Noted that transient stability boundary generation task is an NP hard problem, as the whole possible space of OPs are required to be discretized with small interval. Meanwhile, problem scale increases exponentially with the growth of power system interconnection, considering all possible discretized OPs together with all kinds of contingencies. It is definitely impossible to trace the whole TSB by classical brute force method, especially for power systems with more than 100 buses, before the advent of commercial quantum computers. Although gradient based sampling method is proposed in the previous section to improve the efficiency, search space still keeps the same. As a result, it is still hard to cover all critical scenarios, in order to generate an accurate boundary.

To relieve such difficulties, we introduce a new framework that only several controllable generators which affect stability most are included in the search space of a single scheduling period. Meanwhile, the search space can be further reduced by tracking the current or predicted OPs with relatively small refreshing time interval, in order to reflect the influence of other variables on TSB in time. Considering controllable generators which affect stability most vary from time to time according to different OPs and contingencies, scenarios clustering and matching technique is introduced in this step.

Based on such idea, we propose a new algorithm flow which is implemented as Fig. 4. It is observed that, in this figure, the whole process can be divided into three parts based on time scales: off-line precessing, periodic refreshing and on-line assessment. For the first stage, large amount of data with various scenarios are collected, and the most critical OPs and contingencies are selected, in order to make a preparation for most critical controllable generators selection process in the next stage. It is noted that this stage is executed off-line, and aims at reducing the search space. In terms of the second stage, the current OPs are matched with existing clustering result using multivariate Gaussian model. Meanwhile, critical controllable generators can be determined based on the matched scenarios, which significantly affect transient stability. After determining the critical controllable generators and scenarios, data are sampled and generated using the proposed gradient based method, to generate or refresh the accurate boundary. Meanwhile, data points are also re-sampled and generated until reaching the termination criterion.

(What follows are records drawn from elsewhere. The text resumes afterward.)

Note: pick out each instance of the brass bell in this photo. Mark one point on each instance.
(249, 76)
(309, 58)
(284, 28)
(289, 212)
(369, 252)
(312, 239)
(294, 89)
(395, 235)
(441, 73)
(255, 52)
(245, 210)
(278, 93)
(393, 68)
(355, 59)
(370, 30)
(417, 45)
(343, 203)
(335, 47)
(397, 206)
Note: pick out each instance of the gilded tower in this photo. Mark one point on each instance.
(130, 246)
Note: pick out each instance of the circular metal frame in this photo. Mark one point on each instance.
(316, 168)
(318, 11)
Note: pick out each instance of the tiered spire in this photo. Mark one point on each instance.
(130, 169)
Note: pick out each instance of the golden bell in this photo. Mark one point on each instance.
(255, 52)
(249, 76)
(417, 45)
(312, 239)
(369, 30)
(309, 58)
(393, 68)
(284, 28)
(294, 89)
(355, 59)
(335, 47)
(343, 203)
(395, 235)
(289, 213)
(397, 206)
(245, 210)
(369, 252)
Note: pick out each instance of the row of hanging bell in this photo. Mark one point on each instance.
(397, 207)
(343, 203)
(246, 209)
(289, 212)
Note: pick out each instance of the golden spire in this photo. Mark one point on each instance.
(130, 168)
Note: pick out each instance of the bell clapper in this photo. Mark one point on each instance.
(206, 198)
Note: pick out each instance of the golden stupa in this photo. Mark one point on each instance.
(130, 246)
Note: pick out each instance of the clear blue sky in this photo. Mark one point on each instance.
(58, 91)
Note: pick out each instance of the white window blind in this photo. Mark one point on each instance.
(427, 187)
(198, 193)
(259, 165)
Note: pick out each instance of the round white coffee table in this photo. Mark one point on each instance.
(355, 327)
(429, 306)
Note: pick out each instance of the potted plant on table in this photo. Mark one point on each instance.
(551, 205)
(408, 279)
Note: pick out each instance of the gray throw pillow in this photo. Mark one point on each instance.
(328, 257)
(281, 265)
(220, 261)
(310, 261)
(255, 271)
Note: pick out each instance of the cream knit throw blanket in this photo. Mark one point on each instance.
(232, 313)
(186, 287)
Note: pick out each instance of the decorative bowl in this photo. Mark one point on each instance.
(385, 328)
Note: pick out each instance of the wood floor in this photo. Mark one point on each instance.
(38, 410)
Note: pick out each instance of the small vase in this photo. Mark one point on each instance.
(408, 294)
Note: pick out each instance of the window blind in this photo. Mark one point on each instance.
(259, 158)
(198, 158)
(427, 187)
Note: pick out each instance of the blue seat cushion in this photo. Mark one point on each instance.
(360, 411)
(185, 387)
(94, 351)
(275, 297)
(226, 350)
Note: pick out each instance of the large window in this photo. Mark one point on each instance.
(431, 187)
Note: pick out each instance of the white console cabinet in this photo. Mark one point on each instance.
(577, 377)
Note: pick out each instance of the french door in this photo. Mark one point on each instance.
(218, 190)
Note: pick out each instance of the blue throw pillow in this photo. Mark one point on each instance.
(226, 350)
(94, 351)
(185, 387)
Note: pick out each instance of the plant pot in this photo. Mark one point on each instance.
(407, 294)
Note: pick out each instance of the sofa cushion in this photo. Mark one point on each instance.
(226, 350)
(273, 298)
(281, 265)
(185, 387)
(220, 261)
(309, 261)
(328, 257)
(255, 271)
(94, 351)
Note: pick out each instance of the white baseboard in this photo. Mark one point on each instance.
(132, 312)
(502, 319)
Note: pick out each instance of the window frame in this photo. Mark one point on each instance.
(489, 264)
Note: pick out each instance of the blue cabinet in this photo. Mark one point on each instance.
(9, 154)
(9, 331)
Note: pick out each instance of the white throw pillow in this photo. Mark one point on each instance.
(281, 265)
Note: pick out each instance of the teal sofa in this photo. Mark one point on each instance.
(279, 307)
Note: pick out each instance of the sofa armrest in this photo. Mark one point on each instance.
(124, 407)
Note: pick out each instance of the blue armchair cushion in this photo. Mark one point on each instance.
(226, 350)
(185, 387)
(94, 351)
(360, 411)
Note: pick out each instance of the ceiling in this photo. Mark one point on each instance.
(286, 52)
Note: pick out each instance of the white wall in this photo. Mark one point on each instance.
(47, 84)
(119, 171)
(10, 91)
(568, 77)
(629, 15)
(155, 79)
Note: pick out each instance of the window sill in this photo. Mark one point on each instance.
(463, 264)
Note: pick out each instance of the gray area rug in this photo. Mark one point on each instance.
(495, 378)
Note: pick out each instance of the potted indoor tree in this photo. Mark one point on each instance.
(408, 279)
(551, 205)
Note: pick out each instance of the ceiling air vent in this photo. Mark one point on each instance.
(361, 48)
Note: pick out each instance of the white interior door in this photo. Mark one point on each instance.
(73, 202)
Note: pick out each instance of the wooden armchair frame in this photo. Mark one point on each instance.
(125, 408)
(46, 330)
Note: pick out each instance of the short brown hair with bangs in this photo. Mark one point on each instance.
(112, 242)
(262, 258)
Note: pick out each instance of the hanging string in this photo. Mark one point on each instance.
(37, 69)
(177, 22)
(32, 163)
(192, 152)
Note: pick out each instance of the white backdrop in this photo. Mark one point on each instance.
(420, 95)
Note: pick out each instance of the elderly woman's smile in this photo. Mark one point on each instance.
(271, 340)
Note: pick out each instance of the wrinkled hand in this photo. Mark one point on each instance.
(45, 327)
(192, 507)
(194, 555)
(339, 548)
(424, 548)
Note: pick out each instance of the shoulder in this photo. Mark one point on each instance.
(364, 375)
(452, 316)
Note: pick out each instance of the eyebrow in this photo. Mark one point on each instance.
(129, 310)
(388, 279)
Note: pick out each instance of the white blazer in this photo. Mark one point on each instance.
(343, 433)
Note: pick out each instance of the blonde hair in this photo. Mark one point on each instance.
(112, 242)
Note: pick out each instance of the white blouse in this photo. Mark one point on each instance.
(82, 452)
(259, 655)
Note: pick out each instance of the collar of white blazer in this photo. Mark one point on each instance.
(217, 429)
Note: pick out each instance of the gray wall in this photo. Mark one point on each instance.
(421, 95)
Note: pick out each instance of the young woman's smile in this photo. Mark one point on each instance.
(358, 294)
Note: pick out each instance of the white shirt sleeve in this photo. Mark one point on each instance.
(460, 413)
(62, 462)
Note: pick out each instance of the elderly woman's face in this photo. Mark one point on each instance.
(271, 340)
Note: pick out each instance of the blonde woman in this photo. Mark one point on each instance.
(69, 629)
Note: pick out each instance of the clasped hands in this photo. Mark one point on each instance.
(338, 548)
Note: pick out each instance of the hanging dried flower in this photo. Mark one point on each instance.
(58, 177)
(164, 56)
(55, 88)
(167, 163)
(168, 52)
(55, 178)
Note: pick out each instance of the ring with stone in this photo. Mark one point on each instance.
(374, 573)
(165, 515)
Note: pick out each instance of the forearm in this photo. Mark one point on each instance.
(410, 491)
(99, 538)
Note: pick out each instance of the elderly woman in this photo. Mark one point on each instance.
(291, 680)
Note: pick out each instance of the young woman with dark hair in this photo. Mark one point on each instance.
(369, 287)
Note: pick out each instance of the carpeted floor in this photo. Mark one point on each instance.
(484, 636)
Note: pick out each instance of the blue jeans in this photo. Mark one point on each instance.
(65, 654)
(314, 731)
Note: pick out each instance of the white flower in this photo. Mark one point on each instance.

So far, an accurate TSB based on the current scheduling period has been obtained, and can be utilized in the online assessment stage. It is noted that the boundary is updated continuously by tracking the current OP, ensuring the accuracy of online assessment.

V Case Studies

Two typical systems with different scales are investigated in this section: IEEE 9-bus test system and NESTA 162-bus system. All cases are tested on a computer with Intel Core i7-4790 3.6GHz CPU, 16GB RAM unless otherwise specified.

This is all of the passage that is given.